Hugh smiled. “It’s probably best to stay away from my opinion of the OFS. Or all the ice cream in this parlor might suddenly melt. Let’s just say that growing up in an OFS relocation center — call it refugee camp, which is blunter but a lot more accurate — is not an ideal environment for a child. If Jeremy — excuse me, I meant to say if whoever my anonymous guardian angel was — hadn’t been able to . . . expedite things in the end, I’m afraid to think what might have become of me.”

The smile stayed on his face, but there wasn’t much good humor left in it. “By the time I was eleven, I was a real thug.
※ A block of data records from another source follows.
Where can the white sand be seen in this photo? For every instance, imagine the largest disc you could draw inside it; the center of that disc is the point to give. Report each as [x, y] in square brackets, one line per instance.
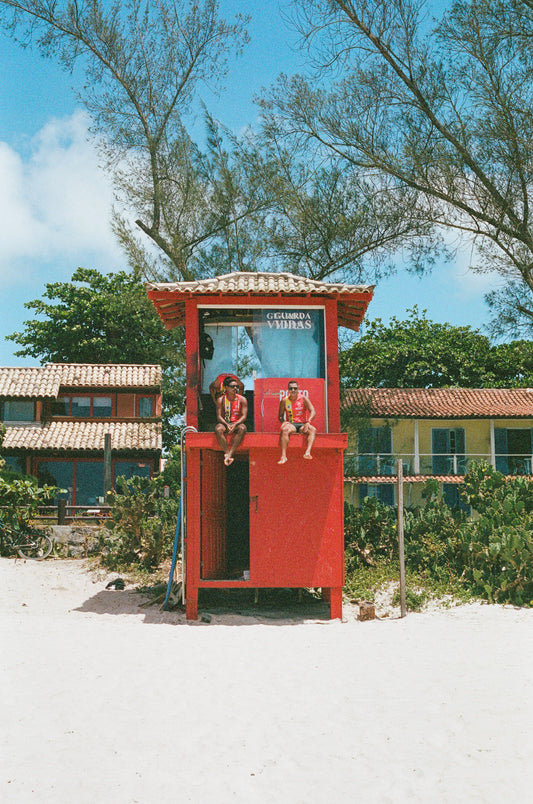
[103, 701]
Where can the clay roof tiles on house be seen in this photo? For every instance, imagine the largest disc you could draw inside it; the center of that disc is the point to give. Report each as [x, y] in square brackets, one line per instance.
[117, 375]
[169, 297]
[35, 382]
[440, 403]
[46, 381]
[86, 436]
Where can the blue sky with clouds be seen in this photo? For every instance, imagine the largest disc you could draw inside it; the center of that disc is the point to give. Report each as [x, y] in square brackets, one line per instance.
[55, 201]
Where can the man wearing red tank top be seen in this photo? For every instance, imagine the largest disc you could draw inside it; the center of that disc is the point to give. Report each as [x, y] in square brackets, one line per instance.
[232, 409]
[295, 413]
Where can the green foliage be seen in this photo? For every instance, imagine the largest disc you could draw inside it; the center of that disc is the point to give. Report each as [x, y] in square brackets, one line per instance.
[22, 496]
[442, 107]
[370, 533]
[490, 554]
[106, 318]
[497, 546]
[418, 353]
[143, 524]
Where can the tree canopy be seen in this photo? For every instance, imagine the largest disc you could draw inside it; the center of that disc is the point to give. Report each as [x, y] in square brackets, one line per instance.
[418, 353]
[228, 204]
[97, 318]
[442, 110]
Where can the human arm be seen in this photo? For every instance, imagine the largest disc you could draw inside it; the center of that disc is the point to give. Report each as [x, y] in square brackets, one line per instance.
[219, 403]
[311, 411]
[243, 413]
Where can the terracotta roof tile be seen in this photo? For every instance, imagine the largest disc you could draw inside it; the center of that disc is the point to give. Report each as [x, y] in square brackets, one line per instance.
[45, 381]
[407, 479]
[104, 375]
[440, 403]
[169, 297]
[259, 282]
[86, 436]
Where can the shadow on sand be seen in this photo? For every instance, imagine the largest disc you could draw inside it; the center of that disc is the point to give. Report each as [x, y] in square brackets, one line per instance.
[216, 607]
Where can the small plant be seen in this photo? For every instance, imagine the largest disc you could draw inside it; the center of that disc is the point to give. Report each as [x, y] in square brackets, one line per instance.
[142, 525]
[413, 600]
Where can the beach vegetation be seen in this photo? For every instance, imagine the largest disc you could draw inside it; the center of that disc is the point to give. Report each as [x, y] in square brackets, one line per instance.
[142, 527]
[488, 555]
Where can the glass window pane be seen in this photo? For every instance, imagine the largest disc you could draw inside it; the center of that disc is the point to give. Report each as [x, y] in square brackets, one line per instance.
[89, 482]
[146, 406]
[101, 407]
[18, 410]
[266, 342]
[57, 473]
[60, 406]
[81, 406]
[129, 469]
[289, 342]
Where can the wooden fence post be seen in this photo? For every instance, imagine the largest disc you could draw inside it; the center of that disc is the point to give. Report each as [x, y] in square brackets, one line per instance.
[401, 550]
[61, 511]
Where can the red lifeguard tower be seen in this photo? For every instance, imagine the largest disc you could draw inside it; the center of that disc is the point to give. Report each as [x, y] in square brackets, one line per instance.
[256, 523]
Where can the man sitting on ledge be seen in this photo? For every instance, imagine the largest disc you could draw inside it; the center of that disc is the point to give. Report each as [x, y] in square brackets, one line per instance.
[295, 413]
[232, 409]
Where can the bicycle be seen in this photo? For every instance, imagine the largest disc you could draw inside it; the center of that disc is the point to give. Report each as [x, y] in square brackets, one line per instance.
[35, 544]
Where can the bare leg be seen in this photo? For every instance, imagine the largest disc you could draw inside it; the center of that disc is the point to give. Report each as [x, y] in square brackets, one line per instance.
[286, 429]
[238, 435]
[310, 441]
[220, 433]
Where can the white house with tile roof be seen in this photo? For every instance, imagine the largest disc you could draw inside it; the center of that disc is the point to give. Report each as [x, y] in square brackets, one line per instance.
[57, 417]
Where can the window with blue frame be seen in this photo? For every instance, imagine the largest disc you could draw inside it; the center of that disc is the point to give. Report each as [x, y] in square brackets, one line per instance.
[18, 410]
[16, 463]
[129, 469]
[513, 447]
[448, 451]
[146, 406]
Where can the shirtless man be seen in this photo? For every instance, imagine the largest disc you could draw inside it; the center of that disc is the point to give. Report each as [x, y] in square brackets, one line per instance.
[216, 388]
[232, 409]
[295, 413]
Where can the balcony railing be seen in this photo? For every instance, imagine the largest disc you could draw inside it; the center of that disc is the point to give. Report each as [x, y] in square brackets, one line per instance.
[385, 463]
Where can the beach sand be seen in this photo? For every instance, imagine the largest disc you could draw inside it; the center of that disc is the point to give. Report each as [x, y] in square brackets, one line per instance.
[105, 701]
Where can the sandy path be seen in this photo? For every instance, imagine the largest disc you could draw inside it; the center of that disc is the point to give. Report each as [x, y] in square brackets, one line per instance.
[106, 702]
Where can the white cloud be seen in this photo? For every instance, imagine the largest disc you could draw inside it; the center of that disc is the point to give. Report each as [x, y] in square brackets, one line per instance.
[55, 205]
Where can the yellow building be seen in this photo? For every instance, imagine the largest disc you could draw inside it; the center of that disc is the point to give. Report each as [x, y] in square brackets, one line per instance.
[435, 432]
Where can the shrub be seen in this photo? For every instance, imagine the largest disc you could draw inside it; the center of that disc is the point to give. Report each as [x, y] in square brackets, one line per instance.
[22, 497]
[497, 546]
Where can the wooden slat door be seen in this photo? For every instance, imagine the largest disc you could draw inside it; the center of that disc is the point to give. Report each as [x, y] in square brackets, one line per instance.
[213, 513]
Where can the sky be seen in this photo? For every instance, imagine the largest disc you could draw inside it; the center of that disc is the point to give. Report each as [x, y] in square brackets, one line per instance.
[55, 201]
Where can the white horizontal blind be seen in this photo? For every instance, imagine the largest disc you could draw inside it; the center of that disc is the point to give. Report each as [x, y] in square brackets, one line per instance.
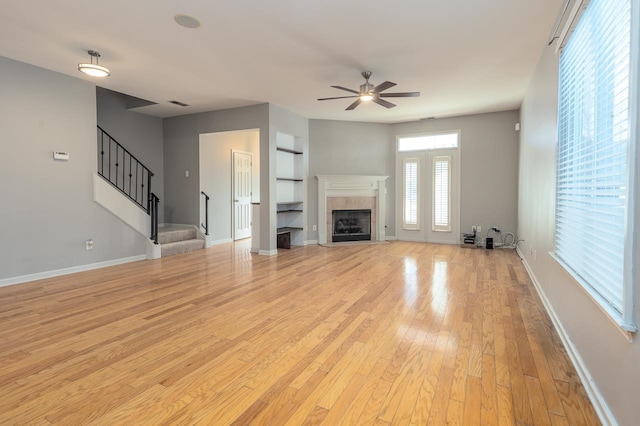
[410, 194]
[441, 193]
[593, 142]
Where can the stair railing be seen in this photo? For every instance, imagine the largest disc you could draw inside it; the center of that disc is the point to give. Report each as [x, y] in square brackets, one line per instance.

With an eleven-year-old’s view of the world, but a body as big as that of most adult males. And I’m stronger than I look, too.”

“Than you look?” Berry started to giggle, and covered her mouth with her hand. “Uh . . . Hugh. I hate to be the one to tell you this, but it’s not actually an accident that my Amazons” — she nodded at the two ex-Scrags sitting at the next table — “call you either ‘the gorilla’ or ‘the cave man.’ ”

“Well, yeah. That’s been pretty much a constant my whole life. By now, I’m used to it. But to get back to the point, by the time Jeremy — personally — turned up to tell me Beowulf was finally going to haul us out of there, I had a bright career ahead of me as a criminal. I wasn’t actually that happy to leave, to tell you the truth.”

“I take it you changed your mind, eventually?”

Hugh laughed. “Took about three months. Trust me on this one, Berry. The surest and fastest way known to humanity I can think of to get gangster attitudes nipped in the bud is to have Jeremy X as a godfather. That man makes any gang boss or criminal mastermind in the universe look wishy-washy and sentimental, if he sets his mind to a project. Which, in my case, was what you might call ‘the Reformation and Re-Education of Hugh Arai.’ ”

Berry laughed also. “I can believe that!” She reached across the table and gave Hugh’s hand a squeeze. “I’m certainly glad he did.”

Her voice got a little huskier, with that last sentence. And the touch of her hand — it was the first time they’d had any physical contact — sent a spike down his spine.